I have been blessed to have fished wonderful fresh waters in North America, South America, and Africa. Still when I close my eyes and remember my best experiences, I drift back to June days shortly after the ice has gone out of Coronation Gulf. This Arctic Ocean embayment is at the mouth of the Coppermine River, next to the Inuit community of Kugluktuk in the Kitikmeot region of Nunavut.
Summer comes to the Arctic coast as soon as the ice is pushed out of Coronation Gulf. It is almost an overnight transition. When the weather breaks and summer comes to the mouth of the Coppermine,
it can be quite balmy in late June and early July, around the time of the summer solstice. Twenty-four hours of daylight lets one fish into the night when the wind subsides and the ocean tends to be calmer.
There is an ongoing debate on the speciation of the western versus eastern Arctic charr. (Charr is the traditional English spelling, which I prefer as it has become the standard in fishing literature.) The dividing line between these very closely related fish is somewhere around the Tree River east of Kugluktuk. To the angler, the western fish have larger spots with an appearance not unlike the Dolly Varden found further west in the NWT, coastal Yukon, and Alaska. The Tree River eastern fish have small reddish spots with blue halos around them and are a little flatter in profile. The Coppermine River and Coronation Gulf fish are the western variant.
Coronation Gulf offers one of the earliest chances each year to pursue western Arctic charr. The fish in the spring are a mix of anadromous fish, which ascended the Coppermine during the previous fall to spawn and then wintered in the fresh water, and younger fish that have spent their first five or six years in the fresh water and are now coming down to the ocean for the first time.
As the brief summer arrives, these fish are often elusive as they cruise the coastal waters of the ocean to follow the schools of herring and capelin. Along the coast, charr can often be found with binoculars by searching for sea birds feeding on panicking bait fish, which churn the surface of the ocean as they are chased by seals and charr.

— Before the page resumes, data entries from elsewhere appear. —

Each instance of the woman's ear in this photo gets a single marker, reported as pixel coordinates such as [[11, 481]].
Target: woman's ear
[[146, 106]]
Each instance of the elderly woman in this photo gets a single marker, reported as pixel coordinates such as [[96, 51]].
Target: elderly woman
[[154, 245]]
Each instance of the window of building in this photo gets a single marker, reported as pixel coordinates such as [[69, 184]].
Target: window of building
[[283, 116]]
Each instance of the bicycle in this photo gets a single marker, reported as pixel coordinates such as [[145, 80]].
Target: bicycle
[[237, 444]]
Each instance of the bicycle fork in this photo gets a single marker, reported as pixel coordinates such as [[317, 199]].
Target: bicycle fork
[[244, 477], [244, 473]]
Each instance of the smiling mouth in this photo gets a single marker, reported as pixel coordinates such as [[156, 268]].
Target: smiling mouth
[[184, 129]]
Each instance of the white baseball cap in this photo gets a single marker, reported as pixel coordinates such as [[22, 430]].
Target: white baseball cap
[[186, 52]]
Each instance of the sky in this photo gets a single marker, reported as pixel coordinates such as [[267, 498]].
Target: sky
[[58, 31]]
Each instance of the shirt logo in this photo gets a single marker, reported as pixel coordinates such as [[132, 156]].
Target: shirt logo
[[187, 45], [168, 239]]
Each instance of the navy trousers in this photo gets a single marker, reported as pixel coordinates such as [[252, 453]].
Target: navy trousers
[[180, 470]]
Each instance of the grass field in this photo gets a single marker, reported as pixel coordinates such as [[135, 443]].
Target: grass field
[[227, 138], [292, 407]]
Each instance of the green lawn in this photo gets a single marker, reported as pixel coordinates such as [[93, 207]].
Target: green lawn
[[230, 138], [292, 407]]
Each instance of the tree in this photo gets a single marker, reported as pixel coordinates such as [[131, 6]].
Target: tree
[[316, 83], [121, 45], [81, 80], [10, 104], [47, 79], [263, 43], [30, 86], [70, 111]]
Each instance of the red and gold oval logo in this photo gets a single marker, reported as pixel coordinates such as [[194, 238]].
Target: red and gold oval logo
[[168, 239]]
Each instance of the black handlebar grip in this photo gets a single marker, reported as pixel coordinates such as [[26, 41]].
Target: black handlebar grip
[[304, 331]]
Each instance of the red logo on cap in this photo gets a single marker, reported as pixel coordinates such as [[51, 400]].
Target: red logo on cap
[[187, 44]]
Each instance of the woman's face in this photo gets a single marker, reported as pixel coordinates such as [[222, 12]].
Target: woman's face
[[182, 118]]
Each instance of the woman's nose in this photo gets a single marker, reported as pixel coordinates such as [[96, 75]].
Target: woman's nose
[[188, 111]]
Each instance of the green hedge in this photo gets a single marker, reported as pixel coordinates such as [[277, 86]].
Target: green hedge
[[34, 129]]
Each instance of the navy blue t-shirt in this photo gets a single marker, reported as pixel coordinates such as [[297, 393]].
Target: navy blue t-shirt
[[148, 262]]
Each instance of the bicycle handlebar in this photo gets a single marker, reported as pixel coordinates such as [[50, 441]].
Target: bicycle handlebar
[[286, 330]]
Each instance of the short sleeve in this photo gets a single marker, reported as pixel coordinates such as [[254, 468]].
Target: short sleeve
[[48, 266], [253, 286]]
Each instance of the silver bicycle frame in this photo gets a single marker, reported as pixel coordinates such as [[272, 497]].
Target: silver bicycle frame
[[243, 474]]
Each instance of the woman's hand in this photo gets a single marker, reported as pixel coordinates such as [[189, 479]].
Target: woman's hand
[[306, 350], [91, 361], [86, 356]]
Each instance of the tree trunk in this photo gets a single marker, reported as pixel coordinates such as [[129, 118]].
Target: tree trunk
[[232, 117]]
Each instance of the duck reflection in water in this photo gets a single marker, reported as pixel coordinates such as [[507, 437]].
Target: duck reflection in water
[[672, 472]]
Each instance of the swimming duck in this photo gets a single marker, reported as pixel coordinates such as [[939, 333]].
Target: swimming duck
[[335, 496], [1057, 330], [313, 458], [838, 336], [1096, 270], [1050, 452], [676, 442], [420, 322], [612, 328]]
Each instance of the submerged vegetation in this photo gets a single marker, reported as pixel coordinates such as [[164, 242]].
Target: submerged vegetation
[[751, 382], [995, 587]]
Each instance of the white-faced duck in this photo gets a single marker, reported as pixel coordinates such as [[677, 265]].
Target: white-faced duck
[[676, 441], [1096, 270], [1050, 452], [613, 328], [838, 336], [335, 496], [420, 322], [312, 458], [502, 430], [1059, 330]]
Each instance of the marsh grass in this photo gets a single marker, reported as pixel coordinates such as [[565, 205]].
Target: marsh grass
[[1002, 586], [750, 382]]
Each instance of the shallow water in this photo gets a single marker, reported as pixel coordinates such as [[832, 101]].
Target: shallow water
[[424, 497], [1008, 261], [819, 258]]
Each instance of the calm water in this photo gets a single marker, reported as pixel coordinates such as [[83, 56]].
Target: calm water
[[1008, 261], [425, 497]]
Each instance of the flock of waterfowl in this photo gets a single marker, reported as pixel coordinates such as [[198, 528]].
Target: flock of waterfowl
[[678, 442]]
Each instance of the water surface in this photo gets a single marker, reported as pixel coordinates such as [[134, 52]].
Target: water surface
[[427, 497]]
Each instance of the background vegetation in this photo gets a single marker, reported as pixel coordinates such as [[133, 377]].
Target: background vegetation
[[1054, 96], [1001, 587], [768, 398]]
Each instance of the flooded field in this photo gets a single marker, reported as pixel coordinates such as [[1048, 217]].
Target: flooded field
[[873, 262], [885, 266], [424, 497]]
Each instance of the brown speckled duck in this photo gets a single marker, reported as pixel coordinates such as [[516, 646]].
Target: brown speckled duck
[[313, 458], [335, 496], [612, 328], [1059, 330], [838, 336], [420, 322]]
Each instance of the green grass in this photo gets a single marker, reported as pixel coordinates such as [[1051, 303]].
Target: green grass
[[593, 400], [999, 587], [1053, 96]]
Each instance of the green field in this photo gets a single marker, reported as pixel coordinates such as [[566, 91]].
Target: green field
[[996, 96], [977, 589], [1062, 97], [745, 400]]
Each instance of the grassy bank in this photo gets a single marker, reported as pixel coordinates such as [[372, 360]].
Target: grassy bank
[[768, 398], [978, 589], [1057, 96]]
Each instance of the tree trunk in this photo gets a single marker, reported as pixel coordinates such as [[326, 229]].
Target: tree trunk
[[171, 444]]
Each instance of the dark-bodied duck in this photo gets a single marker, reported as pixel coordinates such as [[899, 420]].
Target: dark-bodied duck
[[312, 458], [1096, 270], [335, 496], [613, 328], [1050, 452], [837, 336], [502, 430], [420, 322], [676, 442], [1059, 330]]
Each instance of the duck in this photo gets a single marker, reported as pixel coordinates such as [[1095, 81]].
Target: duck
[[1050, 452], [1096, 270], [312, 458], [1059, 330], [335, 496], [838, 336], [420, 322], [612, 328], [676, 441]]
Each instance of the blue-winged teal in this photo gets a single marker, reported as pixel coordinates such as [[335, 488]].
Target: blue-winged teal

But it’s a big ocean, and the question is always how to predictably find charr. One delightful solution involves fishing the feeding waters around the islands in Coronation Gulf off the mouth of the Coppermine. Some of these fish will run back up the river to the interior lakes later in August and September and can be pursued in the river. Collectively, they feed around the islands a few kilometres from the community. In late June and early July, the channels around the island are full of feeding charr.
In the years I was working in the Kitikmeot region, I was introduced to this delightful fishery by my old friend Gerry Atatahak and his late wife, Susan. We slow trolled the channels, Gerry using shiny spinners and wobbling spoons, while I used a sinking fly line with big weighted bright steelhead patterns, sculpins and white polar bear hair type streamers imitating the bait fish. I generally got out fished by the hardware, but we never went hungry. Gerry has a small cabin on one of the islands, which served as a base for shore lunches of charr, fried potatoes, and onions after fishing.
Sitting on a rock by a driftwood fire after a fine meal watching the sun traverse the southern horizon, there could be no better beginning for summer or the end of a great evening.